An Epic Quest for Truth

by Apostolos Doxiadis and Christos H. Papadimitriou

art by Alecos Papadatos and Annie Di Donna

Logicomix

An Epic Quest for Truth

by Apostolos Doxiadis and Christos H. Papadimitriou
art by Alecos Papadatos and Annie Di Donna

Review posted May 26, 2025.
Bloomsbury, 2009. 344 pages.
Review written May 12, 2025, from a library book.

Logicomix is a graphic novel fictionalized biography of Bertram Russell - but complete with a detailed explanation of the quest for a logically consistent foundation of mathematics - culminating in Kurt Gödel's Incompleteness Theorem.

As an undergraduate math major and a graduate student in math, I had a general idea of all this, and reading it now, I appreciated the specifics and the introduction to the people (all white men) who worked on those foundations.

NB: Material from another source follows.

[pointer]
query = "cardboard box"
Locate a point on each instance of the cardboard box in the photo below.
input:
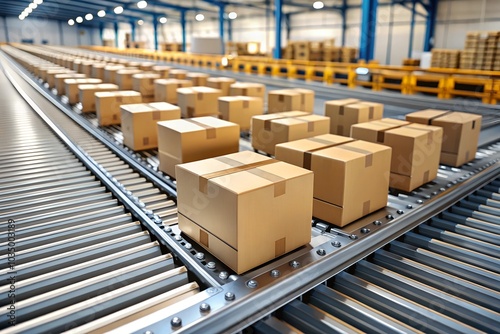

Something about having it all laid out in a graphic novel helped me understand the people and their quest and the interactions.

The story isn't necessarily a pretty one. Russell had four wives, and the first one was given a "rest cure" after she realized he was falling in love with his best friend's wife. I'm not sure I appreciated all the talk of mathematicians, or at least logicians, being prone to insanity, nor the dismissal of the children of logicians who had schizophrenia. But these were real people's lives and that shows they didn't clean it up for the twenty-first century.

So I do think those who will find the book most interesting are those who are interested in the quest for a provable foundation of mathematics - and how that quest was stymied. But I am one of those people, and I enjoyed this book.